🤖 AI Summary
This work addresses the unclear trade-off between parametric knowledge acquired through pretraining and non-parametric knowledge accessed via retrieval under a fixed data budget. Systematically investigating the interplay among model scale (30M–3B parameters), pretraining corpus size (up to 100B tokens), and retrieval corpus scale, the study proposes the first unified three-dimensional scaling manifold that jointly models these factors. Built upon the OLMo-2 architecture and evaluated across diverse tasks—including reasoning, scientific question answering, and open-domain QA—the research quantifies how the marginal utility of retrieval depends on model size, task type, and pretraining saturation. Results demonstrate that retrieval consistently enhances performance across all model scales and provides empirical guidance for optimal data allocation between pretraining and retrieval components.
📝 Abstract
Retrieval-augmented generation (RAG) improves language model (LM) performance by providing relevant context at test time for knowledge-intensive situations. However, the relationship between parametric knowledge acquired during pretraining and non-parametric knowledge accessed via retrieval remains poorly understood, especially under fixed data budgets. In this work, we systematically study the trade-off between pretraining corpus size and retrieval store size across a wide range of model and data scales. We train OLMo-2-based LMs ranging from 30M to 3B parameters on up to 100B tokens of DCLM data, while varying both pretraining data scale (1-150x the number of parameters) and retrieval store size (1-20x), and evaluate performance across a diverse suite of benchmarks spanning reasoning, scientific QA, and open-domain QA. We find that retrieval consistently improves performance over parametric-only baselines across model scales and introduce a three-dimensional scaling framework that models performance as a function of model size, pretraining tokens, and retrieval corpus size.
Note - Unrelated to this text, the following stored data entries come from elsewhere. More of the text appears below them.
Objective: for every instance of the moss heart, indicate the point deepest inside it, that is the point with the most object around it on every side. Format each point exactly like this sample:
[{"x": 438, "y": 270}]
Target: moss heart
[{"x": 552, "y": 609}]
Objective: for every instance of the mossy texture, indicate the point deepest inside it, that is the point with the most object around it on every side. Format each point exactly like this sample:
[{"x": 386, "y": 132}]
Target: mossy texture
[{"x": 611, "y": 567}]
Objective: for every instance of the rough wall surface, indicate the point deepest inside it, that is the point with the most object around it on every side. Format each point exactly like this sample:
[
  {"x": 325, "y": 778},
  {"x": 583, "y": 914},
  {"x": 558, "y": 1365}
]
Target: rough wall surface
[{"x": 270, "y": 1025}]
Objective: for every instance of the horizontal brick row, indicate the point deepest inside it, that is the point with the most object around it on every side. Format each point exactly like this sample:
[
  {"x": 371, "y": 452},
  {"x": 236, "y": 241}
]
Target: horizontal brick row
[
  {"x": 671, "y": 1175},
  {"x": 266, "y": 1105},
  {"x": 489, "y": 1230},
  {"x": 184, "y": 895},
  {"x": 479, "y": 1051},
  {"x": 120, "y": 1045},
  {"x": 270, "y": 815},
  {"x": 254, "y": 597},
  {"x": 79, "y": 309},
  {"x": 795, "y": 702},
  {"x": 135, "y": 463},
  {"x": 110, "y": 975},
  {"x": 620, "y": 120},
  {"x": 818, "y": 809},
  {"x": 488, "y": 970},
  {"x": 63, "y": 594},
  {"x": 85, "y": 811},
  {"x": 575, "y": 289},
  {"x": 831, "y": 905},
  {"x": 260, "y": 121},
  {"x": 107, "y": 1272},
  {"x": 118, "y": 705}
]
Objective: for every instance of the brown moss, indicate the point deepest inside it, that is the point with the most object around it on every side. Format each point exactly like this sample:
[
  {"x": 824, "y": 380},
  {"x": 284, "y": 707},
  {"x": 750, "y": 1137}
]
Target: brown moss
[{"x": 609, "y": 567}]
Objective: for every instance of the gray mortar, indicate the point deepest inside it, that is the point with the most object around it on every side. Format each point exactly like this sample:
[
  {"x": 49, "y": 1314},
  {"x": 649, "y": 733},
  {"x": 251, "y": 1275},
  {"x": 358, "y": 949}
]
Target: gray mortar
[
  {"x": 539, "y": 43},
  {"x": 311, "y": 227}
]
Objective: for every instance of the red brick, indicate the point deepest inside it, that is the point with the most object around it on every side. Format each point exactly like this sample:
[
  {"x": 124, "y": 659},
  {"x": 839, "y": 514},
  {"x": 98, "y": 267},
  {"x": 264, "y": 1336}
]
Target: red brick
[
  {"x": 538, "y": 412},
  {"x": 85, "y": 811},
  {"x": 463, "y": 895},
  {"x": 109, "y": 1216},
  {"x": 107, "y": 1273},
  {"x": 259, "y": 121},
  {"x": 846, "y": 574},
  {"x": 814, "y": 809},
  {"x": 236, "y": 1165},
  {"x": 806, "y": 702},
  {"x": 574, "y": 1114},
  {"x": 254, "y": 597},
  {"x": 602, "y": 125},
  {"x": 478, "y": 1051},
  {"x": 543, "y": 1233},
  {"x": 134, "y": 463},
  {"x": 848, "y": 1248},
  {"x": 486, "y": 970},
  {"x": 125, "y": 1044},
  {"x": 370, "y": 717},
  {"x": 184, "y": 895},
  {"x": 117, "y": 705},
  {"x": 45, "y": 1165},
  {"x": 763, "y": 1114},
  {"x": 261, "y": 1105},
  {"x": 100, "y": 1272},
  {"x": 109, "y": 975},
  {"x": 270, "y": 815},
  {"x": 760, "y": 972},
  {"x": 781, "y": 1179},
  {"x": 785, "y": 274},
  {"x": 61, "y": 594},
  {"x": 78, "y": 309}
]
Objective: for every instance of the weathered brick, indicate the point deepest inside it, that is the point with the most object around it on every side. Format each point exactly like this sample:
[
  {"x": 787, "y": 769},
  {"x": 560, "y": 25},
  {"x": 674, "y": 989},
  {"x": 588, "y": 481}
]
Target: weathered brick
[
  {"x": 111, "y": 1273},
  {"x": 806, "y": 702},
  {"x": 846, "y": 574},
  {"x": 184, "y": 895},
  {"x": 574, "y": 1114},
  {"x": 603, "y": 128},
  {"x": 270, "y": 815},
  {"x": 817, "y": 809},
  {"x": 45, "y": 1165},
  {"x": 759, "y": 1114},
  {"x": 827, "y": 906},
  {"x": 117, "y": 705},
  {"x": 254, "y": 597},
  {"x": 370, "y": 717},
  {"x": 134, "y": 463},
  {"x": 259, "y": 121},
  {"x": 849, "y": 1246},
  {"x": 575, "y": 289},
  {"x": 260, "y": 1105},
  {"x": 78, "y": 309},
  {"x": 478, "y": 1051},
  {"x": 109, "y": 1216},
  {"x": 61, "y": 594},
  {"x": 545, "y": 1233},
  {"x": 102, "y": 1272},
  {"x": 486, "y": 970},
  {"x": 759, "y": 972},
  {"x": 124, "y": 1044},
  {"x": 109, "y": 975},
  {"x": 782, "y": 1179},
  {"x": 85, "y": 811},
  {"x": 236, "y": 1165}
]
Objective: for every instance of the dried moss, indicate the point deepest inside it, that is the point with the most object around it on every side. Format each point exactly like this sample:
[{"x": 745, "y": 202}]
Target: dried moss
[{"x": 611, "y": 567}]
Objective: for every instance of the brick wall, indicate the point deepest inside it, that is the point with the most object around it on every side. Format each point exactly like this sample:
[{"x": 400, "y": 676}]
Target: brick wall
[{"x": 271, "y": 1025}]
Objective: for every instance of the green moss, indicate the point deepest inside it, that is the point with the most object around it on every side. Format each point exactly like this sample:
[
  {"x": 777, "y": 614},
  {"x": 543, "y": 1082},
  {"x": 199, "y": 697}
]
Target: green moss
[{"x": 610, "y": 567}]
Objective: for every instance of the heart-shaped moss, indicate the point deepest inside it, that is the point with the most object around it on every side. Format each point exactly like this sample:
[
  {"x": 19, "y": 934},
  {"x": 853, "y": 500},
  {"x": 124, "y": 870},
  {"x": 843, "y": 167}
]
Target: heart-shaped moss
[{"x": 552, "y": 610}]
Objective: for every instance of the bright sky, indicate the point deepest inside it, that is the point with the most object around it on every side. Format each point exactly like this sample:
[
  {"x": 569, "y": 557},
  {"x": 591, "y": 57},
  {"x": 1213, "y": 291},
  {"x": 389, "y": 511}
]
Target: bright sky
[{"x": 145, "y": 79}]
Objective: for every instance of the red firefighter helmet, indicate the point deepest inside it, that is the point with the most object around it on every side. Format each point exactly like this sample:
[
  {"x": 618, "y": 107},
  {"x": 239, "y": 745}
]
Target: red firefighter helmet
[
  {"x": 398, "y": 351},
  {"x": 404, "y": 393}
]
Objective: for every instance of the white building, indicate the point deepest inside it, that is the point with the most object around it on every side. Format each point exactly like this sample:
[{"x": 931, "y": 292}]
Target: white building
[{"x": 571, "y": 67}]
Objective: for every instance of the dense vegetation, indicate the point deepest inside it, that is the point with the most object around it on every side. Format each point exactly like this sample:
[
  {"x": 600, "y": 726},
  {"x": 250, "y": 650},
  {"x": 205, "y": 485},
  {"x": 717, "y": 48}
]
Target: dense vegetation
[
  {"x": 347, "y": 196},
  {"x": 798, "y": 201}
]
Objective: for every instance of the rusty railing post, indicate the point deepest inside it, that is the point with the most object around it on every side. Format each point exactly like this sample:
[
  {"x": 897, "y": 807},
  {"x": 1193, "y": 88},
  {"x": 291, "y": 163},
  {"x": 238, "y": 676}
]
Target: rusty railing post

This scaling manifold enables us to estimate optimal allocations of a fixed data budget between pretraining and retrieval, revealing that the marginal utility of retrieval depends strongly on model scale, task type, and the degree of pretraining saturation. Our results provide a quantitative foundation for understanding when and how retrieval should complement pretraining, offering practical guidance for allocating data resources in the design of scalable language modeling systems.